Udaipur 20.03.2008

INDIENBILD

Habt Ihr Indien kennen gelernt ?

Nein, die Frage muss heißen: Wie habt Ihr Indien kennen gelernt!? Wir sind als Touristen auf dem vorgeschriebenen Trampelpfaden im Fond eines klimatisierten Wagens mit Rundum- Blick durch die Gegend kutschiert worden, haben vieles gesehen, wurden bei Besichtigungen der angekreuzten Sehenswürdigkeiten geführt und beschützt- die Fremdenführer sind gleichzeitig Bodyguards - , haben in eigens für Touristen neu erbauten internationalen Hotels, oder extra für den Tourismus hergerichteten Palästen der Maharadschas gegessen und geschlafen- und sind erschrocken über das, was wir am Rande mitbekommen haben. Indira Gandhi hat gesagt: Indien, das ist nicht das Land. Indien, das sind die Menschen.
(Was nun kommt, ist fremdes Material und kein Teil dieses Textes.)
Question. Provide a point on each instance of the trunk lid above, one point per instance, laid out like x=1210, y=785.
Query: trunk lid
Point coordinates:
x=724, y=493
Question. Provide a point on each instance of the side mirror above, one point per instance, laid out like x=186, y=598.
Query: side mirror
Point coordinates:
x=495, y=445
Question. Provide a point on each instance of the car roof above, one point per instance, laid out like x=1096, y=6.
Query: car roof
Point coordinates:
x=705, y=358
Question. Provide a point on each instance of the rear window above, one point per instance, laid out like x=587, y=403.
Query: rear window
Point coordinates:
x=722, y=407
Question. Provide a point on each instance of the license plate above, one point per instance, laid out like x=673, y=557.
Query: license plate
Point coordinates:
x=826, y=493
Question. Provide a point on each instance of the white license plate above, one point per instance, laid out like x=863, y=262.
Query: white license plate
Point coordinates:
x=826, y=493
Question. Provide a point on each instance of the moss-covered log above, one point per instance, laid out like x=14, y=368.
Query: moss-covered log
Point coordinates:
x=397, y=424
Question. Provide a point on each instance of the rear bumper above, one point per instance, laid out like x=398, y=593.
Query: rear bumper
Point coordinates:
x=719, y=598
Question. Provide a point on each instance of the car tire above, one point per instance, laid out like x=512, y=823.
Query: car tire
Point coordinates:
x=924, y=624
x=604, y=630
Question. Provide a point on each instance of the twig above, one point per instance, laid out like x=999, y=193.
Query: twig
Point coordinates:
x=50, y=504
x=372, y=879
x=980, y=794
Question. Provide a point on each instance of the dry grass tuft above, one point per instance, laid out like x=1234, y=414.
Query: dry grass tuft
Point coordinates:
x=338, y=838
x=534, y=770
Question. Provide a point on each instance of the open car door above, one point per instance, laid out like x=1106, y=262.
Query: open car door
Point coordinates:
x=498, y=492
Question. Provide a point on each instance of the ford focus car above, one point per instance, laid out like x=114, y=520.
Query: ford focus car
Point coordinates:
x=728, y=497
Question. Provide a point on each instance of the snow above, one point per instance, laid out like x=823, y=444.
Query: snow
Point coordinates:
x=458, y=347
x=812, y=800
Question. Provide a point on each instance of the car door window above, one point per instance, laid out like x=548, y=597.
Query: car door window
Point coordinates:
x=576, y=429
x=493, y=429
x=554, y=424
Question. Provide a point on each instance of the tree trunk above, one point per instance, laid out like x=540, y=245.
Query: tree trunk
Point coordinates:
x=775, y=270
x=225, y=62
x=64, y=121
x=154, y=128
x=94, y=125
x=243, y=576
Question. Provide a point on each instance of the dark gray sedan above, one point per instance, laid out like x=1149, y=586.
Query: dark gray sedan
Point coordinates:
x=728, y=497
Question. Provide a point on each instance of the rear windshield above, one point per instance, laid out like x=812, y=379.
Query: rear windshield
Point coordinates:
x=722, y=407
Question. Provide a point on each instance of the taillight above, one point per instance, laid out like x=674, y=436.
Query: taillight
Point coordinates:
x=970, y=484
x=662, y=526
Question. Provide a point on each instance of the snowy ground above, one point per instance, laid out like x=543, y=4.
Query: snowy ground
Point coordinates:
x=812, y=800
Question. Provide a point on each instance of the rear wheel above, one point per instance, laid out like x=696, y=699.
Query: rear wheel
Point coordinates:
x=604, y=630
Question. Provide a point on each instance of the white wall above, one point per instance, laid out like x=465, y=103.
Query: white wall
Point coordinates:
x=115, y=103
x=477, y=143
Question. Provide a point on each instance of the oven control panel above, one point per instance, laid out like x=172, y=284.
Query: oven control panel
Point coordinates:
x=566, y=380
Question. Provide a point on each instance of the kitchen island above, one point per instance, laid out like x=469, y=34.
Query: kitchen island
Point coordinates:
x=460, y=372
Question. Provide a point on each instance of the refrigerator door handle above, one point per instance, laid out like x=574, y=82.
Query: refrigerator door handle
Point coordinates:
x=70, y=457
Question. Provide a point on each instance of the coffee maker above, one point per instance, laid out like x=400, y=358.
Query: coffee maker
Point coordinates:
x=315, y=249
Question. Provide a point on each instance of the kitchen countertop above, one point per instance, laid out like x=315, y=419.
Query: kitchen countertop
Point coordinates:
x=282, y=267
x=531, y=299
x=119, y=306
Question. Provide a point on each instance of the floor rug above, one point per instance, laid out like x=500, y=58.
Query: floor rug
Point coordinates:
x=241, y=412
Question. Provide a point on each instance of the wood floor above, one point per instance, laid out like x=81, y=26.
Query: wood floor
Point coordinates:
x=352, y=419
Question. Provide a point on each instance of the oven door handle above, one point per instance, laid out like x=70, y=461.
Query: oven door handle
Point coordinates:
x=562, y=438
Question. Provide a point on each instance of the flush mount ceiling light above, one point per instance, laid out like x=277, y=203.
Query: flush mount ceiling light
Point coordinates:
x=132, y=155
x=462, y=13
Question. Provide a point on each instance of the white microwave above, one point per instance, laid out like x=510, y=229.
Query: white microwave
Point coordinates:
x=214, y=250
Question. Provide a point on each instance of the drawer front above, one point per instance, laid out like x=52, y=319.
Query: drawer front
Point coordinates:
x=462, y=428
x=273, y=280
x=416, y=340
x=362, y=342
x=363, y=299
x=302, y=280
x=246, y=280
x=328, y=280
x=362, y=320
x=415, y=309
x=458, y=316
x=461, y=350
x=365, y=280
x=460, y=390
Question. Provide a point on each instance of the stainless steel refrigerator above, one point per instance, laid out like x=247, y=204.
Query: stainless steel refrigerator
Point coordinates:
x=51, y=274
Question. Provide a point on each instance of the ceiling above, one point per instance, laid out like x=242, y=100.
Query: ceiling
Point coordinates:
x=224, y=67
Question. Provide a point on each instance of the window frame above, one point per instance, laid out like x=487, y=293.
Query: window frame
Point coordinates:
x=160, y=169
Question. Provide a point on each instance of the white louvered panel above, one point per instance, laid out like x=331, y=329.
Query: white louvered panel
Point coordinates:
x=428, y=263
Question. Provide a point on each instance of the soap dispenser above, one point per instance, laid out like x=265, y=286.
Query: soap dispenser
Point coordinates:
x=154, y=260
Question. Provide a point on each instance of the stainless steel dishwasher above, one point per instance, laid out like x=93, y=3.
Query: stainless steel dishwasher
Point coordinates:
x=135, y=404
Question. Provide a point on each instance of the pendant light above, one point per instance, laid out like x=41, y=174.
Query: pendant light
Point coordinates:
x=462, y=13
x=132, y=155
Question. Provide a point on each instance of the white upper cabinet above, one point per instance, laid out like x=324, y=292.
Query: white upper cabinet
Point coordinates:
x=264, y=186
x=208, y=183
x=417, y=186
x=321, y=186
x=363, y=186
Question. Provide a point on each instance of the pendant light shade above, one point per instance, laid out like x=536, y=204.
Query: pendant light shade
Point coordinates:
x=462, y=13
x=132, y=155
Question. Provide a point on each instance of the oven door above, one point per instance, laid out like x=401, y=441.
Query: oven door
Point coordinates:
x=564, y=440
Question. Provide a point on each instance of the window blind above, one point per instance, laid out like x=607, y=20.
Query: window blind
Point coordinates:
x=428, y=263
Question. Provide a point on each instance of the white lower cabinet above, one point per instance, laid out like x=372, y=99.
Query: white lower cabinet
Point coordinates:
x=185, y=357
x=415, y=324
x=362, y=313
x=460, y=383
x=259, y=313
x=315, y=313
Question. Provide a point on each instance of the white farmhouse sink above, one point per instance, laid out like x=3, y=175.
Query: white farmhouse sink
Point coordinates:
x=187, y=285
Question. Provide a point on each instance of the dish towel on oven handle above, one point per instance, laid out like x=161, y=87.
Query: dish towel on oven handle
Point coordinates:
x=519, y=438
Vielleicht hat Leibniz, der ja viel gereist ist, als er aus dem kleinen Seitenfenster blickend die Welt an sich vorüber ziehen sah, in der Kutsche die Monade erkannt. Er erkannte die Begrenztheit menschlicher Fähigkeit, mit der Welt Kontakt aufzunehmen , sah das als Einschränkung der Erkenntnismöglichkeit- Hat er das auch als Wohltat gesehen, als Möglichkeit ,der grausamen Wirklichkeit zu entgehen ?

Ein Auto, so entwickelt, dass Touristen den weiten Ausblick aus einem sonst hermetisch abgeschlossenen Raum des Autofonds haben, gibt diesen Schutz gegen die Umwelt nicht mehr. Gnadenlos dringen die Bilder von Außen in Augen und Hirn und verwirren die Sinne.

Man versucht, die Augen zu schließen, aber man ist der Faszination dieser erschreckender ,oft grausamen Bilder des täglichen Lebens verfallen, man kann ihnen nicht entgehen. Wird man genötigt, die Isolation zu verlassen – man ist ja gekommen, um teilzuhaben- ist man der Situation ausgeliefert und schämt sich . Man ist fehl am Platze. Man gehört hier nicht hin. Man gehört nicht in die protzig zur Schau gestellte kitschige Pracht eines unendlichen Reichtums, man gehört nicht in die erschreckend trostlose Armut auf der Strasse.
In den Tageszeitungen Delhis wird zurzeit heftig der Slum-Tourismus diskutiert. In Delhi werden Touristen Sight- Seeing-Tours durch die Slums angeboten.. Warum soll man die Armut nicht ebenso der Welt zeigen, wie den Reichtum?

-Hass in den Augen-

Ich werde jeden Satz vermeiden, der aus einem der Reiseführer entnommen sein könnte.

Ich möchte nichts beschönigen. Es gibt nichts zu beschönigen. Es stehen die Kontraste in einer offenen Härte gegeneinander, in einer für unser Lebensgefühl unfassbar grausamen Härte.

Ich habe lange nach einem Verständnis gesucht. Ich glaube jetzt: Es ist der Lebenskampf.

Ein von allen Beteiligten im täglichen Leben unerbittlich ausgefochtener Lebenskampf. Für den Armen in der Gosse, der mit der heiligen Kuh im Straßenmüll um etwas Essbares kämpft, geht es ums Überleben, ums nackte Überleben, ein erbarmungsloser Kampf -, für dem unermesslich Reichen geht es um noch mehr Reichtum, um grenzenlosen Reichtum, ein gnadenloser Kampf der Gier. Wie wird das Kastenwesen noch gerechtfertigt? Formal abgeschafft ist es.
Und das andere Indien ? Das Indien der Reiseprospekte ? Die Tempelanlagen ? Die Wirklichkeit des religiösen Lebens ? Das Land ? Die Leute ? Die bunten Saris ? Die heiligen Kühe ? Auch das alles gehört in das Spiegelbild Indiens. Nur ist der Spiegel zerbrochen, in
tausend einzelne reflektierende Splitter zertreten , die nie ein Ganzes ergeben .

Du sitzt in einem funkelnden Spiegelsaal und möchtest ein Bild aufnehmen, aber der eigene Flash überblendet das Gesehene.

Indien zeigt kein Gesicht, hat kein Antlitz!

Es sind viele Welten, die Indien geprägt haben.
Und der Rest der Reise ist die Begegnung mit der Natur, gemeinsame Sonnenauf- und -untergänge, blühende Gärten, Berge und Seen, - wie überall auf der Welt, und es ist eine Reise in dein Inneres.